Les élections européennes en 2014 seront l'occasion d'affirmer dans plusieurs pays, dans une même
campagne, une même gauche de transformation sociale, défendant des solutions politiques communes, (banque
publique, refus du Traité, alignement vers le haut des législations sociales et fiscales, démocratie européenne...).
Nous pourrons ainsi faire apparaître une coalition de ces gauches européennes, essentielle, car n'y aura pas
d’alternative à la crise si elle n'est pas d'emblée pensée et réalisée à l'échelle européenne.
Approfondir la stratégie du Front de Gauche
Les fondements politiques du Front de Gauche ont été définis, à la veille des élections, autour de deux
documents : « l'Humain d'abord » et un texte « stratégique » qui envisageait les buts qu'il s'assignait pour 2012.
Un nouveau texte doit être mis en discussion, pour permettre de synthétiser les acquis de l'expérience politique
commune de ces deux dernières années, et redéfinir les perspectives dans la nouvelle situation.

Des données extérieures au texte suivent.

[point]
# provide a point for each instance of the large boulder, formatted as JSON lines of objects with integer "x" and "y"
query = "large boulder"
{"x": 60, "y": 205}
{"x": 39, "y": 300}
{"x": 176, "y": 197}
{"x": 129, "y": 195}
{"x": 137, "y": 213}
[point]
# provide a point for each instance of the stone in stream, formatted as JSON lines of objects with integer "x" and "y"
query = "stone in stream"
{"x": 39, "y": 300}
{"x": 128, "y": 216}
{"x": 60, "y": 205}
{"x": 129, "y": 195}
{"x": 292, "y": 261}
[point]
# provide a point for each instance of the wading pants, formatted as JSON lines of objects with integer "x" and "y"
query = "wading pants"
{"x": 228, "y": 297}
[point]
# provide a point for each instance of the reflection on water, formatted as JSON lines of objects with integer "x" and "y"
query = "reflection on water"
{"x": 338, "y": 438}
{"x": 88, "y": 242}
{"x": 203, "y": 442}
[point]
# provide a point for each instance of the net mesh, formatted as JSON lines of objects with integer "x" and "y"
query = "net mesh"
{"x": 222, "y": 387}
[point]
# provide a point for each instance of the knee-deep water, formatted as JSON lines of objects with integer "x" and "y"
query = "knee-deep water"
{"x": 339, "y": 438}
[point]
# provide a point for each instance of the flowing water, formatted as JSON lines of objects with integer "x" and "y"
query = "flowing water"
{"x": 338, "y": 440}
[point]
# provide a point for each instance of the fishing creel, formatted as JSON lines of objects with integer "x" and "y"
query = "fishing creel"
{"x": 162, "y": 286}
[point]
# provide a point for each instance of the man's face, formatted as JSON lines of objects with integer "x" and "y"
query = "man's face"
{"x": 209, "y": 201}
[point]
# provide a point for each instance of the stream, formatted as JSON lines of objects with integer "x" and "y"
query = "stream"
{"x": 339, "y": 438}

« L'Humain d'abord » est une base essentielle qui permet de donner une perspective d'ensemble au changement
politique qu'envisage le Front de Gauche, et qui fournit les soubassements à une politique alternative à celle
suivie par le Parti Socialiste. De nouvelles questions demandent à être intégrées dans le programme du Front
(par exemple, les questions de l'appropriation sociale, les nouveaux droits pour les salariés à la reprise de leurs
entreprises, ou encore l'approfondissement du débat sur la transition écologique), mais aussi les élaborations
des différents « Fronts thématiques » qui ont apporté leur pierre. Tout en conservant la démarche du consensus,
laissant en débat ce qui n'est pas encore collectif, il est nécessaire d’engager dans tous les lieux militants du
Front de Gauche une démarche d'enrichissement de son programme pour une alternative de gouvernement à
gauche.
Pour avancer, l’essentiel est de reconnaître que nous cherchons pour le Front à élaborer un programme
basé sur une perspective d’action et de transformation, et non sur des a priori idéologiques, la diversité des
cultures politiques servant la dynamique de l’ensemble.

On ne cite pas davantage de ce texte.